KASUS penembakan siswa SMKN 4 Semarang oleh Member polisi dari Satuan Reserse Narkoba Polrestabes Semarang Aipda Robig Zaenudin, Tetap menjadi sorotan. Begitu ini kasus penembakan siswa SMK di Semarang itu semakin ‘panas’ terutama karena diduga Terdapat intervensi kepolisian Serempak seorang wartawan yang mendatangi keluarga korban Gamma Rizkynata Oktafansy.

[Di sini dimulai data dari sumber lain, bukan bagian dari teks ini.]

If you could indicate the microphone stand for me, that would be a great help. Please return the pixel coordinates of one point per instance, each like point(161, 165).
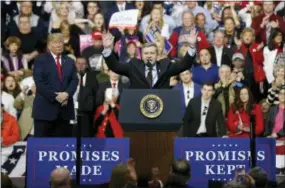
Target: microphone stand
point(252, 142)
point(78, 135)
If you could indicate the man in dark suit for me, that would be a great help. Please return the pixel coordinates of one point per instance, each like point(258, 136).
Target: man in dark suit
point(85, 97)
point(56, 81)
point(148, 73)
point(114, 82)
point(204, 116)
point(220, 55)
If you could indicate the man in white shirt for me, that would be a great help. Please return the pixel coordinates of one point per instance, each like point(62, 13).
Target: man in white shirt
point(219, 54)
point(204, 116)
point(187, 88)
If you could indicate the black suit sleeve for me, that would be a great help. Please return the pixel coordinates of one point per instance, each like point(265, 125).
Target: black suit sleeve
point(186, 63)
point(221, 120)
point(119, 68)
point(187, 118)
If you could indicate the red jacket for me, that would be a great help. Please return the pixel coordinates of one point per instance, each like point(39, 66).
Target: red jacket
point(257, 60)
point(233, 121)
point(202, 42)
point(109, 118)
point(10, 132)
point(260, 33)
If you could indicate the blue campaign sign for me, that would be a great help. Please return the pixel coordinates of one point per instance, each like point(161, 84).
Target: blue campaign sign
point(219, 158)
point(99, 156)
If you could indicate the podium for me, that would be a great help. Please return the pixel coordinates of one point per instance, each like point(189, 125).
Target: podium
point(151, 138)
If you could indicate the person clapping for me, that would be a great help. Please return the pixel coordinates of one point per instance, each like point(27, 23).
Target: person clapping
point(106, 117)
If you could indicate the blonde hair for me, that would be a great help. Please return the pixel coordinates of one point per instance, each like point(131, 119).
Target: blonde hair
point(160, 22)
point(248, 30)
point(54, 36)
point(11, 40)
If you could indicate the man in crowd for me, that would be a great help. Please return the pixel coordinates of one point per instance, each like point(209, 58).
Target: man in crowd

“Jadi yang datang sehari setelah pemakaman korban itu, Kepala Polrestabes Serempak seorang wartawan, istilahnya kita diminta supaya bikin tanda tangan pernyataan supaya Kagak tersebar atau berkembang ke mana-mana dan kita disuruh mengikhlaskan,” kata seorang kerabat keluarga korban.
Keluarga korban yang minta dirahasiakan namanya demi keselamatannya itu mengungkapkan permintaan Buat tanda tangan dan diambil pernyataan melalui video tersebut langsung ditolak. Bahkan keluarga juga sangat kecewa ketika polisi menyebut korban Member gangster, padahal menurut keluarga diketahui almarhum merupakan siswa berprestasi, Giat ibadah, dan sangat Berkualitas.
Publik juga menyoroti dan bertanya, siapa wartawan dalam pusaran kasus penembakan terhadap siswa SMKN 4 Semarang tersebut?
Ketika Member keluarga korban ditunjukkan foto-foto sejumlah wartawan, mereka menunjuk sebuah foto wartawan bertubuh gempal dan diketahui merupakan jurnalis dari media nasional, hingga terbukalah identitas wartawan yang dimaksud.
Keterlibatan wartawan mengintervensi keluarga korban ini, Membangun Aliansi Jurnalis Independen (AJI) Kota Semarang mengecam tindakan wartawan tersebut. Menurut Ketua AJI Semarang Aris Mulyawan perbuatan jurnalis atau wartawan yang berusaha menutupi peristiwa Mortalitas Gamma Rizkynata Oktafansy adalah tindakan serius yang mencederai profesi jurnalis.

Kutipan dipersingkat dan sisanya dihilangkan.